The controversy over weapons of mass destruction has become so intense that even British Prime Minister Tony Blair took a severe beating in the House of Commons last week.

Blair’s intelligence
In September last year, Blair presented Parliament with a dossier titled "Iraq's Weapons of Mass Destruction -- the Assessment of the British Government." The report concluded that "intelligence (British?) has established beyond doubt .... that Saddam has continued to produce chemical and biological weapons."

The most dramatic claim was that these were weapons would be "ready within 45 minutes of an order to use them." But the claims have so far been proved to be hollow-- and publicly ridiculed.

The Blair government, a faithful ally of the US, has been accused of "doctoring" intelligence reports to build a phony case for the war. An indignant Blair denied the charges but expressed confidence that sooner or later the incriminating weapons will be found.

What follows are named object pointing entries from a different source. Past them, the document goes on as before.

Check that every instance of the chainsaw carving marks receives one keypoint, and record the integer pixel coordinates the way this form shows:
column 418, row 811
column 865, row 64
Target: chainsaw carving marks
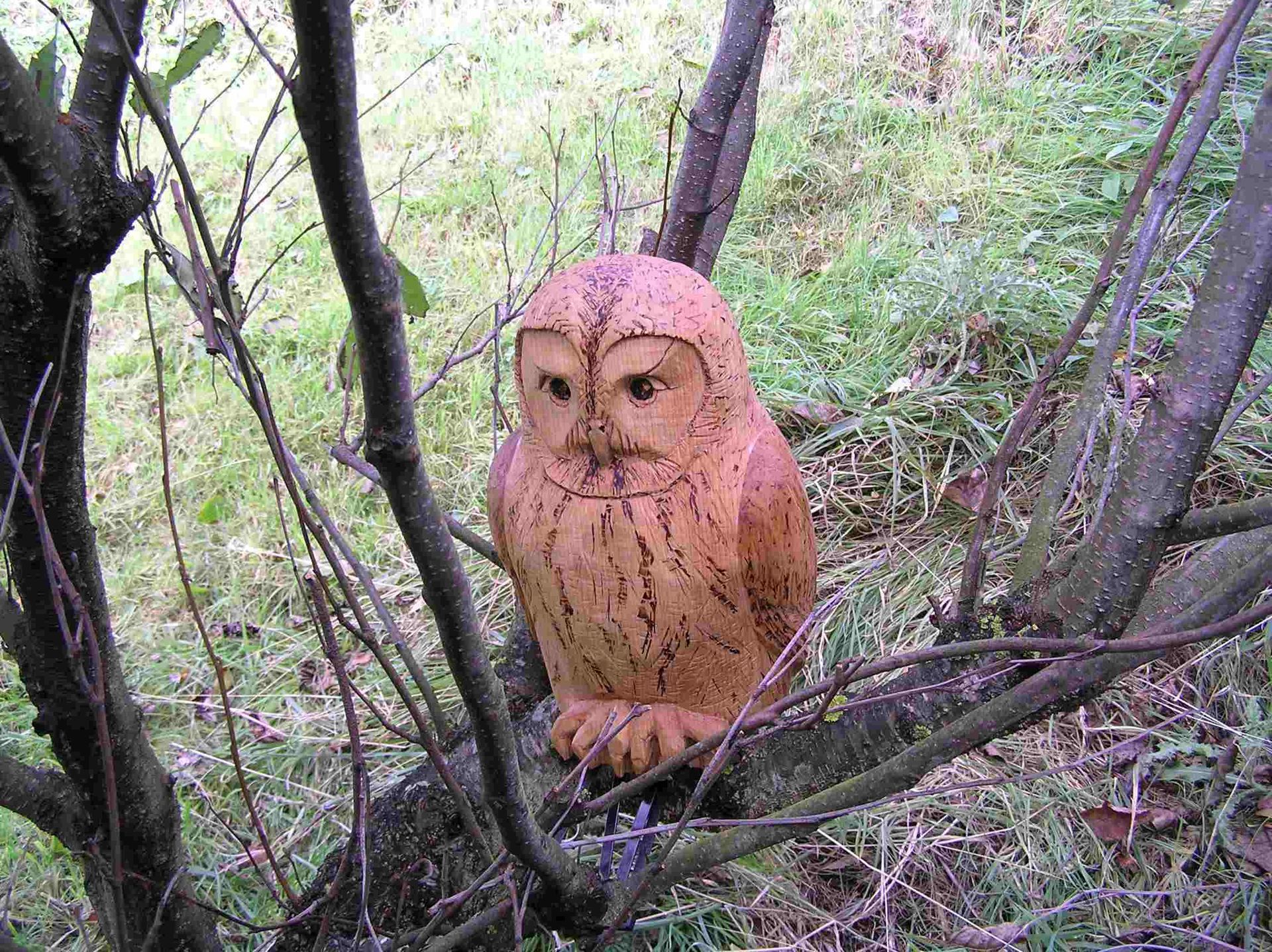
column 649, row 511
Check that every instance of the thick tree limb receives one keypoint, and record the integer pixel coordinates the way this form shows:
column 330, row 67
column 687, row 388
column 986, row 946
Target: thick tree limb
column 1059, row 686
column 746, row 25
column 103, row 76
column 734, row 158
column 1116, row 564
column 45, row 797
column 37, row 154
column 1222, row 521
column 326, row 103
column 1223, row 50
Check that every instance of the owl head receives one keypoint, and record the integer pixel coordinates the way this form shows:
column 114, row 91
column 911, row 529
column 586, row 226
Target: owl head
column 627, row 367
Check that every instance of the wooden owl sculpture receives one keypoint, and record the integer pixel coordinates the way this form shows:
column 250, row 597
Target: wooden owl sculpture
column 649, row 511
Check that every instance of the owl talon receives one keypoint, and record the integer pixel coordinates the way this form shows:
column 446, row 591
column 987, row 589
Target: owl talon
column 647, row 741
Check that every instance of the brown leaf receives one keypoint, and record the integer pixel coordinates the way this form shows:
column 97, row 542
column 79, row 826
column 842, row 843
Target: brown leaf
column 1253, row 844
column 988, row 935
column 262, row 729
column 1107, row 823
column 817, row 411
column 315, row 675
column 967, row 489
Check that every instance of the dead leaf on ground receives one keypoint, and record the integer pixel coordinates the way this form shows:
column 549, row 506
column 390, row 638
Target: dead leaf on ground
column 967, row 489
column 988, row 935
column 1113, row 823
column 315, row 675
column 262, row 729
column 1253, row 844
column 817, row 411
column 1108, row 823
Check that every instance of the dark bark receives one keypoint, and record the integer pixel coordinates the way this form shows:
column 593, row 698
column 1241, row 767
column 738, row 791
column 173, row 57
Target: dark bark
column 1223, row 519
column 326, row 105
column 721, row 127
column 734, row 158
column 69, row 214
column 99, row 88
column 44, row 797
column 1222, row 48
column 1116, row 564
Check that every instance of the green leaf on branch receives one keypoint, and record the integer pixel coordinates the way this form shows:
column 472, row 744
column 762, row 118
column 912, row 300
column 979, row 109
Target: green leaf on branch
column 48, row 74
column 415, row 302
column 1111, row 185
column 214, row 511
column 187, row 62
column 195, row 52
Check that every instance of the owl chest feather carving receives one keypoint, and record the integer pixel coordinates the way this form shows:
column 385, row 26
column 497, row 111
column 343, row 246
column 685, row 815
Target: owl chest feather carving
column 649, row 511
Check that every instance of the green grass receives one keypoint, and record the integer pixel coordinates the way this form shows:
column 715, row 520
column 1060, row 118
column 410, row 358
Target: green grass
column 930, row 187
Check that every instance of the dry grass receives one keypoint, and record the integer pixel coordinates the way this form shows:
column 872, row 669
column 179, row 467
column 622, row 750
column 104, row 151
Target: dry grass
column 925, row 195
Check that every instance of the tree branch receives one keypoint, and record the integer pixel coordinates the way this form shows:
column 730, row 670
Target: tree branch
column 734, row 158
column 103, row 76
column 1222, row 521
column 326, row 105
column 1116, row 564
column 37, row 154
column 746, row 23
column 1215, row 62
column 45, row 797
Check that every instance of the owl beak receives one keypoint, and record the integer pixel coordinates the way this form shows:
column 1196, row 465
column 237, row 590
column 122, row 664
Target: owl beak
column 600, row 442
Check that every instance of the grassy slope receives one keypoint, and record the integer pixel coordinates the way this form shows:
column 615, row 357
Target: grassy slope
column 875, row 120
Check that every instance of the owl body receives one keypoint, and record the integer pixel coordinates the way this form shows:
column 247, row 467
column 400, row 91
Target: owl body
column 649, row 511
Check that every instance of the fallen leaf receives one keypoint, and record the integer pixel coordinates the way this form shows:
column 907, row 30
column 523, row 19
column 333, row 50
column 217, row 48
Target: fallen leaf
column 817, row 411
column 967, row 489
column 315, row 675
column 1108, row 823
column 988, row 935
column 262, row 729
column 1251, row 843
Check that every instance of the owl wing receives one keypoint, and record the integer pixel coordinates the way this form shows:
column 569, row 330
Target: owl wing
column 496, row 500
column 775, row 541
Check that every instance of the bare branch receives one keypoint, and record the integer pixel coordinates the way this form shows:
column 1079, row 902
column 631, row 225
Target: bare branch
column 1216, row 58
column 1222, row 521
column 36, row 152
column 1023, row 419
column 103, row 76
column 326, row 103
column 45, row 797
column 746, row 25
column 1117, row 562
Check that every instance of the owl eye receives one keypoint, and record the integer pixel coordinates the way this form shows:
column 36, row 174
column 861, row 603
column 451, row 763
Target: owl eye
column 641, row 390
column 560, row 390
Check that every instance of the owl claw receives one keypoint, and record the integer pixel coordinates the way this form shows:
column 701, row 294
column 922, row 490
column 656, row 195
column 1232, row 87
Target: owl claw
column 659, row 735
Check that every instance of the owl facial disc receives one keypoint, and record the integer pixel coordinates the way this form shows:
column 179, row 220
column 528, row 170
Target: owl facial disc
column 627, row 367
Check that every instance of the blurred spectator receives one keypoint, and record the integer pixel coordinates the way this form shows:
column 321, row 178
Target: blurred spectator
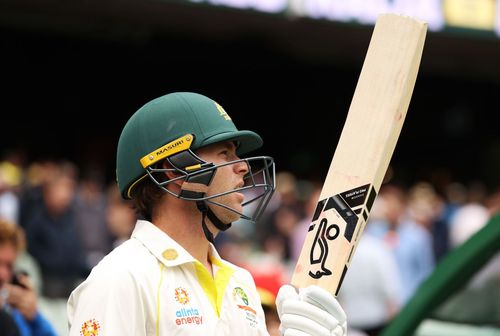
column 371, row 291
column 286, row 195
column 467, row 221
column 37, row 174
column 427, row 209
column 90, row 214
column 52, row 234
column 10, row 180
column 410, row 243
column 19, row 314
column 120, row 216
column 284, row 220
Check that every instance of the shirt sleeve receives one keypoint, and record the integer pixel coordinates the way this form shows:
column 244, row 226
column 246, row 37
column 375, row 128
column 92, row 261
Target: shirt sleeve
column 107, row 303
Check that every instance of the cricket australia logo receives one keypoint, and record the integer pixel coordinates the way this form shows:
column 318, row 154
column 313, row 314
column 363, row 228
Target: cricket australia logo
column 90, row 328
column 181, row 296
column 337, row 217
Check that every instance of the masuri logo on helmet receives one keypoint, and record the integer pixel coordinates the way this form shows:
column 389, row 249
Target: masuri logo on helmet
column 172, row 127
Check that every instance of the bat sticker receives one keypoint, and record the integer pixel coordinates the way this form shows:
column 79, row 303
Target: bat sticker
column 333, row 213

If not, well, the time is right to plant them, and pronounce to the world at large: "We told you so". But after all does it really matter whether or not Iraq had weapons of mass destruction to justify a war that helped oust a ruthless dictator?

Robin Cook, the former British Foreign Secretary who quit the Blair government in protest against the war, says: "It matters immensely." The basis on which the war was sold to the House of Commons and to the British people, he said, was that Saddam represented a serious threat.

Ian Duncan Smith, leader of the opposition Conservative Party in the House of Commons, was equally forthright when he said that the "truth is nobody believes a word" of what Blair was saying because he had duped the British public with false intelligence. Are the Brits ready for a "regime change" at 10 Downing Street, London?